SEOUL, Korea ¶ Nov 14, 2011 (Whowired) As shockingly shown in "Taste The Waste" -- a scandalous documentary highlighting the effect of wasting food on the planet -- food waste or food loss is a huge headache on the planet. In case of the US, it generates more than 34 million tons of food waste each year (as of 2009) -- responsible for more than 14 percent of the total municipal solid waste stream.
Korea is also comparable to such staggering amount of wasted food; The country generates over 5.1 million tons of food waste -- equivalent of 15trillion Won (US$ 13.3bn) --annually. And to head off an increasing amount of food waste, Korea has been introducing effective policies one after another; the separate garbage collection and the volume-rate garbage disposal system are good examples.
* Click for watching "Taste the Waste" (trailer)
Now, Korea is trying to take a step forward to cut down on the wasted food tapping one of the most commercialized technologies in our daily life: Radio-frequency identification (RFID). Following Yeongdeungpo-gu in Seoul’s first trial, Yangju City Government in Gyeonggi Province is also to introduce the RFID-based volume-rate garbage disposal system -- that is, the more you generate food waste, the more you pay for the public tax. Currently, Korea implements the volume-rate garbage disposal system but imposes "uniformed" rate (1,900 Won) regardless of amounts of food waste.

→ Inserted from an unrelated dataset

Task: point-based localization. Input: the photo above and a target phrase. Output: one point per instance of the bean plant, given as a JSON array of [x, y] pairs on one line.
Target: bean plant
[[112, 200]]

The new system automatically can measure and manage "individual" amounts of food waste according to the food waste generator, thanks to RFID's data transfer and tracking capability. This move is widely welcomed as a good way to reduce food waste that is "recklessly" generated while addressing one of the most common complaints from the citizens: "it is "unfair" to pay the "unified" tax regardless of the amount of food waste, after all."